This article was originally published in the book International Marketing by Professor Michael R. Czinkota and Professor Ilkka A. Ronkainen in Georgetown University 2010.
International marketing has never been more important or more powerful. World trade has increased exponentially in the past several decades. The rapid expansion of globalization has been driven by the inclusion of billions of new customers and new competitors in the world marketplace from countries like China, India, and the former Soviet Union, along with revolutionary improvements in communications and transportation, and further economic liberalization. Dramatic growth in disposable income in emerging markets and increasing access to a broad array of media channels allow new audiences much greater access to the many benefits that international marketers offer for a better quality of life.

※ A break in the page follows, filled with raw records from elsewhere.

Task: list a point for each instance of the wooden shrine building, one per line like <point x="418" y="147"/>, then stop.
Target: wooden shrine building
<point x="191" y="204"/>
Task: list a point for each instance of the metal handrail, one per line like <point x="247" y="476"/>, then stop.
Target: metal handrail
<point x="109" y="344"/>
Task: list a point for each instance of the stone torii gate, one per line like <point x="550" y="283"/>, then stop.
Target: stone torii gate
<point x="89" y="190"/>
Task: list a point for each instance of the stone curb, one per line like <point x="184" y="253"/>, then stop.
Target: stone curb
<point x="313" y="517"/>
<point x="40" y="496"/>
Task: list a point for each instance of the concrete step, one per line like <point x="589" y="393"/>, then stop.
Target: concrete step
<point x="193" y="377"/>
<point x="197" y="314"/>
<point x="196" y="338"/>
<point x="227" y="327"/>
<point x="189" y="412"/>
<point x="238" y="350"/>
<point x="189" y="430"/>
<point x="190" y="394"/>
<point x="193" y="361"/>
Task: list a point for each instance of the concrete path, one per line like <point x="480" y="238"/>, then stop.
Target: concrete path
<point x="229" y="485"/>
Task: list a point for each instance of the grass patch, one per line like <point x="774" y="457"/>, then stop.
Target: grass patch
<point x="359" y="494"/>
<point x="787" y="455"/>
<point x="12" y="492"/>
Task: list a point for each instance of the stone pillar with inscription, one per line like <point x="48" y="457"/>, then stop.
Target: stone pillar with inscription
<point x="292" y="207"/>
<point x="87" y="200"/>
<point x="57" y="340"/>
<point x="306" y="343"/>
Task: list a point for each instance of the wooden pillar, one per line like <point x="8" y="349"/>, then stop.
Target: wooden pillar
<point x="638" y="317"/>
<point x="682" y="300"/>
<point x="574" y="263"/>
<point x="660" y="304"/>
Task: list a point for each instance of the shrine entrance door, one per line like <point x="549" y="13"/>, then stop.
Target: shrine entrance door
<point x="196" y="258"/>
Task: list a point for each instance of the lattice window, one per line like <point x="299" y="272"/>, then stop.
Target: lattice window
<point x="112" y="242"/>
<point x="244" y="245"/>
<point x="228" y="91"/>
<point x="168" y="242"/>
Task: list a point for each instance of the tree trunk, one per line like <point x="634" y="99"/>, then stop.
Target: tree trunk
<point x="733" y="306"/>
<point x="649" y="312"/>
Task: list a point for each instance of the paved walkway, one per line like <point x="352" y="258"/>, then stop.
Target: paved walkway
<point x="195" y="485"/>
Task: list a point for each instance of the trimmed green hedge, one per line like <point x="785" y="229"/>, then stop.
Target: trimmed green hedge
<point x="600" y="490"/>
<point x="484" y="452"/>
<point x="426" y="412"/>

Yet there are also fears and challenges emanating from the field and its activities. Just like the Roman god Janus, who had two faces and has come to embody the notion of contradiction to modern thinkers, international marketing brings both good and bad to the global marketplace. Exploitation of factory workers by global apparel and footwear marketers in previous decades, or by electronics and computer brands more recently, exemplifies the negative consequences of globalization. While there are operations and management dimensions involved as well, this negative impact is primarily a marketing issue because this discipline interacts closely with customers and suppliers. Unethical and inappropriate actions carry many risks such as negative brand publicity.
The role of global businesses and marketers in the financial crises that began in 2008 has led to public anger and increased scrutiny by society, particularly those who experienced great hardships, as shown in The international Marketplace 17. 1. Not all markets experienced serious economic setbacks, but some of the poorer nations in the world were profoundly impacted. In its October 2011 “Note on Financial Reform,” the Vatican’s Pontifical Council for Justice and Peace reported,
The costs are extremely onerous for millions in the developed countries, but also and above all for billions in the developing ones. In countries and areas where the most elementary goods like health, food and shelter are still lacking, more than a billion people are forced to survive on an average income of less than a dollar a day. Global economic well-being, traditionally measured by national income and also by levels of capacities, grew during the second half of the twentieth century, to an extent and with a speed never experienced in the history of humankind.
But the inequalities within and between various countries have also grown significantly. While some of the more industrialized and developed countries and economic zones—the ones that are most industrialized and developed—have seen their income grow considerably, other countries have in fact been excluded from the overall improvement of the economy and their situation has even worsened.